Thursday, January 20, 2011

Now Walker Picks Winners and Losers in Litigation

If you are paying attention you have got to be sensing a theme at this point. First Scott Walker chose winners and losers in the area of transporation alternatives. He killed the high speed rail project and all of the jobs and commerce connected to it. In that instance he picked his road building boosters as the big winners.

One minute he is harping about uneccesary regulations on business and the next minute he is overregulating and endangering the entire wind power industry in Wisconsin. His actions not only endanger this form of alternative clean energy but they also put turbine manufacturing and other related jobs at risk. In that instance he picked his supporters in the real estate industry as the big winners.

Although Walker talked about jobs being his number one priority, the very first bill that he is trying to push through the legislature is the wide ranging "tort reform" bill.
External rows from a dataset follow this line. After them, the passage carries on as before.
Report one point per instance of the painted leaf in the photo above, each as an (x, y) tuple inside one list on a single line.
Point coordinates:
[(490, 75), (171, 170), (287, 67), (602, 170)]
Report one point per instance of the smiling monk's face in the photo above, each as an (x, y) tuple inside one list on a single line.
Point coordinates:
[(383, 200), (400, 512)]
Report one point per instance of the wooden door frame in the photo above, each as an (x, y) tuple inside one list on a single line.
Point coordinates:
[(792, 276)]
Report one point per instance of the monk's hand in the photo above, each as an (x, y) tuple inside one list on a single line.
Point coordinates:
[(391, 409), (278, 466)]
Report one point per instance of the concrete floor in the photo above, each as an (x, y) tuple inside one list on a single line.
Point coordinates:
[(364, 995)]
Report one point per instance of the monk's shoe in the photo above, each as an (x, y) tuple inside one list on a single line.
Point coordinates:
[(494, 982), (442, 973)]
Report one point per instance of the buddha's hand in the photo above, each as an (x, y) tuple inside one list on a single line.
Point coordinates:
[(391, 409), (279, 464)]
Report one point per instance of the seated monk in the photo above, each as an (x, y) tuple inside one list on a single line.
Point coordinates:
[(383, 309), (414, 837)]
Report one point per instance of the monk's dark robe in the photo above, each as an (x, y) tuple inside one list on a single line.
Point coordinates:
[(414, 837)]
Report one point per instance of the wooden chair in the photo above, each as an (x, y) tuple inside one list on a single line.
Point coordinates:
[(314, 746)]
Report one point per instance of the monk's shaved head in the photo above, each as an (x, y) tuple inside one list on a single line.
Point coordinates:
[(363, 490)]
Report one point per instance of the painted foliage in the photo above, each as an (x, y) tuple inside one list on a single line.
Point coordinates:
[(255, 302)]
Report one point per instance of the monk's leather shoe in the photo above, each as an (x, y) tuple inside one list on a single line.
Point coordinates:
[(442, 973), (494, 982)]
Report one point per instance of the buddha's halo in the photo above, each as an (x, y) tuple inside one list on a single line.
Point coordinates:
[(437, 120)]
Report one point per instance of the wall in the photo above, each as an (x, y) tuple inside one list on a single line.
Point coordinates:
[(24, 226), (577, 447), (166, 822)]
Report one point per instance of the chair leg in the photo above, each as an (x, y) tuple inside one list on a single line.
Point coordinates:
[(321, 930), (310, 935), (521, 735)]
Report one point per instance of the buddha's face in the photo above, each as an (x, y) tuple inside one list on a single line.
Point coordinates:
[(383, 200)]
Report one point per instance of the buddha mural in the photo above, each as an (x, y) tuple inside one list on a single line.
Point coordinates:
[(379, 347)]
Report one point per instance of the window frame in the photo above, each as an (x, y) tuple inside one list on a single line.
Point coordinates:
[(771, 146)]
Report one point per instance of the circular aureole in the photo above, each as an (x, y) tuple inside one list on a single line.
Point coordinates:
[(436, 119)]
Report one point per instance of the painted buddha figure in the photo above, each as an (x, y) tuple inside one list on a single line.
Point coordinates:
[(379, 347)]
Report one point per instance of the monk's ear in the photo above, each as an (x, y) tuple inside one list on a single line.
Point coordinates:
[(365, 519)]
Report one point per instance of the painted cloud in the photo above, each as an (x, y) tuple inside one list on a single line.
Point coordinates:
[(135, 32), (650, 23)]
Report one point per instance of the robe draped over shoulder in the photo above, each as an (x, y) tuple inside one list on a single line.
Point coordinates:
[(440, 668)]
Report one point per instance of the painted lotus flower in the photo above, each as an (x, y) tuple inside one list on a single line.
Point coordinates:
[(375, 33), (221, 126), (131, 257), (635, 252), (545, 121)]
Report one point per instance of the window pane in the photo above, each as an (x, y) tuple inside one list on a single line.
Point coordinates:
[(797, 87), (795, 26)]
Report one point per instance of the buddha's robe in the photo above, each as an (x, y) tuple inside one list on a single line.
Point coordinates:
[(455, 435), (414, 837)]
There is no evidence that it will create a single job but it will signifigantly weaken the ability of regular people to sue businesses when they or their loved ones have been harmed or killed through neglegence or by faulty products. Looking at some of the more drastic changes to things like the rules of evidence, it makes you wonder if a plaintiff will ever be able to get a fair shake in a Walker Wisconsin. In this instance Scott Walker has picked his donors in big business as the big winners.
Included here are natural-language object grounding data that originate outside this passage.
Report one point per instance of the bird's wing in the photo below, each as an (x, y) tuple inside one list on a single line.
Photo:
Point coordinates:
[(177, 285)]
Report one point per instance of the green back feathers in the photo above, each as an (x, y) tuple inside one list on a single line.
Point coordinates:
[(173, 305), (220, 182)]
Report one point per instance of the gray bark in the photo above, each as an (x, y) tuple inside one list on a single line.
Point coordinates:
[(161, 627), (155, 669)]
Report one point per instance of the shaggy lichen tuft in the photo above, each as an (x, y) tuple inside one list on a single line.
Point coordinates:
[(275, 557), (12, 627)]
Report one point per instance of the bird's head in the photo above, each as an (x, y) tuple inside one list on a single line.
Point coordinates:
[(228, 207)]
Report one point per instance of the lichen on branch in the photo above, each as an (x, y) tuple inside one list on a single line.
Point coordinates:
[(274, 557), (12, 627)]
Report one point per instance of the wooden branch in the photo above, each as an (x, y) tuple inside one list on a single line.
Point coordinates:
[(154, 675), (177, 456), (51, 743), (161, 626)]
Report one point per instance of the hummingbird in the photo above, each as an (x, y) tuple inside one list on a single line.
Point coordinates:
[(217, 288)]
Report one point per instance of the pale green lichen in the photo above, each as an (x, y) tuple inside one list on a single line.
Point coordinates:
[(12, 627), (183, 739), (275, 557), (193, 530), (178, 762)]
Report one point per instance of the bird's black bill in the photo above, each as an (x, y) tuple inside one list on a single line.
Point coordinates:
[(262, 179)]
Again, I'm sensing a theme very early in Scott Walker's administration. He wants to use every tool of (big) government to pick the winners and losers not just in business and development but apparently also in the court room.

Also read IT's "Tort reform rammed down our throats"


Anonymous said...

Why would the bill "significantly" weaken the ability of regular people (whoever they are?) to sue businesses? As for the rules of evidence, it seems that Wisconsin would merely adopt rules similar to those in forty other states.

Respectfully Submitted,

Cory Liebmann said...

perhaps i should have said "to successfully sue" or to "have a fighting chance" in court.
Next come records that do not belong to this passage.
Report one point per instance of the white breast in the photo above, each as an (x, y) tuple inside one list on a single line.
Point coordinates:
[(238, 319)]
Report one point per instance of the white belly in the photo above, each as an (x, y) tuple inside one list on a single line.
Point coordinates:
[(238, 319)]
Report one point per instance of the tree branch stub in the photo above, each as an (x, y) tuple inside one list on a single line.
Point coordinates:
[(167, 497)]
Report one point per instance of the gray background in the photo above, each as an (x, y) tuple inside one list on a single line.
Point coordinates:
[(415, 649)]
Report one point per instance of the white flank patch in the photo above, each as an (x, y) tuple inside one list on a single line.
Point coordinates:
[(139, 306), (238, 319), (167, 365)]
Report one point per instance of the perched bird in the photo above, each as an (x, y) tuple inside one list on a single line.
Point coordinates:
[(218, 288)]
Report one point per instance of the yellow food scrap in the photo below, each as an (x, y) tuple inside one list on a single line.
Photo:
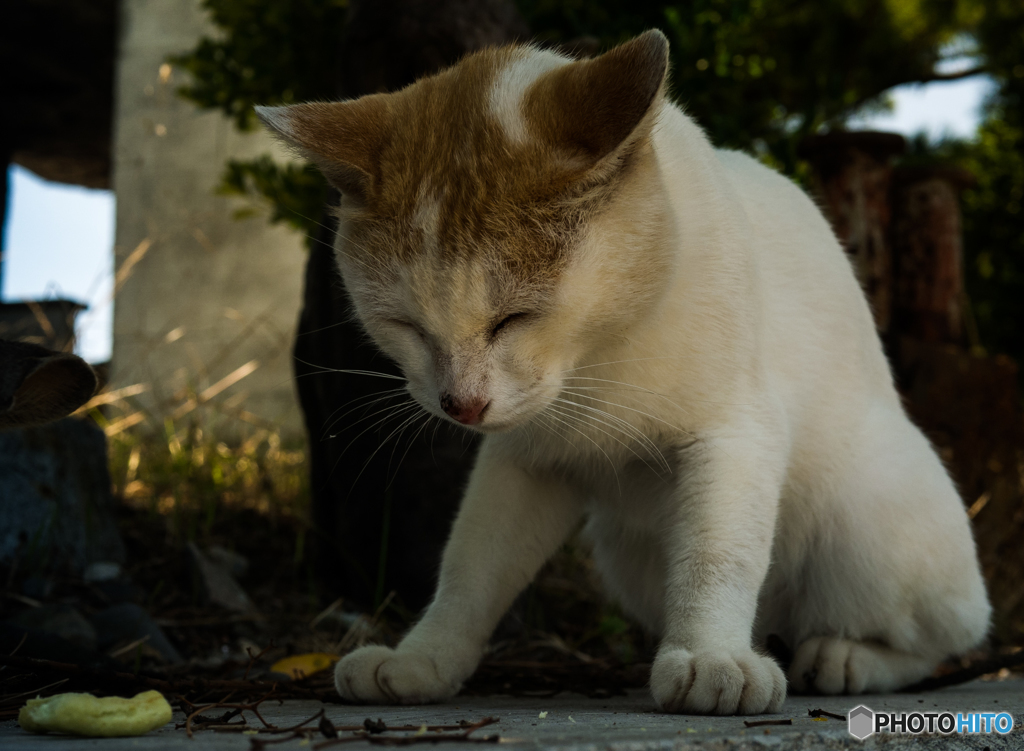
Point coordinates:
[(299, 666), (84, 714)]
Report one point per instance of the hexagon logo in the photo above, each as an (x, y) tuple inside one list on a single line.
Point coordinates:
[(861, 721)]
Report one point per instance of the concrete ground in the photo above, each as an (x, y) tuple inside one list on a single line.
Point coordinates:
[(624, 723)]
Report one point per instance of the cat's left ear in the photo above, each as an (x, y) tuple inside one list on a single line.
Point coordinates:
[(594, 109), (343, 138)]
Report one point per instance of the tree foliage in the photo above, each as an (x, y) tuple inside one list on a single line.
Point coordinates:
[(759, 75), (268, 52)]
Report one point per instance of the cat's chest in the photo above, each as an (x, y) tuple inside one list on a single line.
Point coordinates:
[(637, 494)]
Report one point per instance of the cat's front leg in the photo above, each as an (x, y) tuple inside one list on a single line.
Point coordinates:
[(718, 548), (511, 520)]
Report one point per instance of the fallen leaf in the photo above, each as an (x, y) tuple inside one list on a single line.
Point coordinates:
[(301, 666)]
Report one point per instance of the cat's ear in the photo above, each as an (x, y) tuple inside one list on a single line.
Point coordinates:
[(592, 109), (343, 138)]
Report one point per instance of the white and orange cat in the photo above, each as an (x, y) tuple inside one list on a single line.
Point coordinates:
[(657, 337)]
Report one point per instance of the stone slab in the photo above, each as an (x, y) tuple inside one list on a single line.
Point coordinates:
[(622, 723)]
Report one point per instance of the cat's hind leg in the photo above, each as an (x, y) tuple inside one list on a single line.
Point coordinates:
[(830, 665)]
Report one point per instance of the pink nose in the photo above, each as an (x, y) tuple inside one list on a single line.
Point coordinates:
[(468, 412)]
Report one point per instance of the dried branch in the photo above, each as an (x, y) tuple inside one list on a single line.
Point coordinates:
[(823, 713), (763, 722), (382, 740), (107, 677), (983, 667)]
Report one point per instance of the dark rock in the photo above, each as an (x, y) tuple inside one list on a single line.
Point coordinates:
[(57, 507), (101, 571), (37, 586), (115, 591), (38, 385), (59, 620), (235, 562), (42, 645), (218, 584), (129, 622)]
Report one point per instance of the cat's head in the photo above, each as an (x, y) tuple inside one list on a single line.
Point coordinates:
[(499, 221)]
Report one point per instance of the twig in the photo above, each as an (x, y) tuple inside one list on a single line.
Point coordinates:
[(984, 667), (381, 740), (169, 686), (7, 700), (823, 713)]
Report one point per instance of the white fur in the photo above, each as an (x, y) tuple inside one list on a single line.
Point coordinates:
[(511, 85), (730, 430)]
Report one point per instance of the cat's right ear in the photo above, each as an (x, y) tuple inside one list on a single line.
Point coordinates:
[(592, 110), (343, 138)]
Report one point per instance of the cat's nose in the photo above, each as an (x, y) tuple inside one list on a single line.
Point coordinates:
[(468, 412)]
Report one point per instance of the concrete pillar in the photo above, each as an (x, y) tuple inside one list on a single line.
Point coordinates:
[(206, 305), (929, 250), (852, 171)]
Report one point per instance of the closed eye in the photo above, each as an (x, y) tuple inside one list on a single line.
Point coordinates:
[(506, 322)]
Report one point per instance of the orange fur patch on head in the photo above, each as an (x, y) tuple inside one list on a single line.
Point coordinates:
[(474, 165)]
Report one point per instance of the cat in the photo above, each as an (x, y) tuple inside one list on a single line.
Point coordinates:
[(657, 337)]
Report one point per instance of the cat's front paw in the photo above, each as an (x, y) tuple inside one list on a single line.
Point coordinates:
[(713, 682), (382, 675)]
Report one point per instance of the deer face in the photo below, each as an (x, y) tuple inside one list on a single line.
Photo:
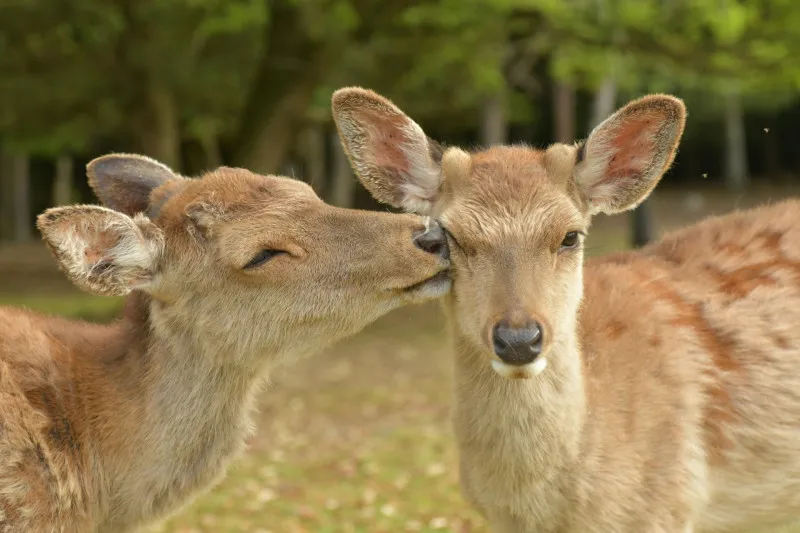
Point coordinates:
[(516, 216), (249, 262)]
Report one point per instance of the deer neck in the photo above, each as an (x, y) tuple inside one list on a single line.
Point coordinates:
[(519, 439), (182, 413)]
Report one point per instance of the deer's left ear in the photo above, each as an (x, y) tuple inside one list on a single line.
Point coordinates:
[(628, 153), (389, 152), (103, 251)]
regular people as opposed to a big corporation or someone with vast resources.

this legislation weakens plaintiffs chances by taking away key pieces of potential evidence. for example it prohibits the use of a hospital incident report that may have been generated after a major screw up. it also makes it much harder to win punitive damages and then it puts a low cap on them just in case you do win.

the new rules of evidence wouldn't just meet those of the 40 other states, they would actually go beyond them (based on the linked item).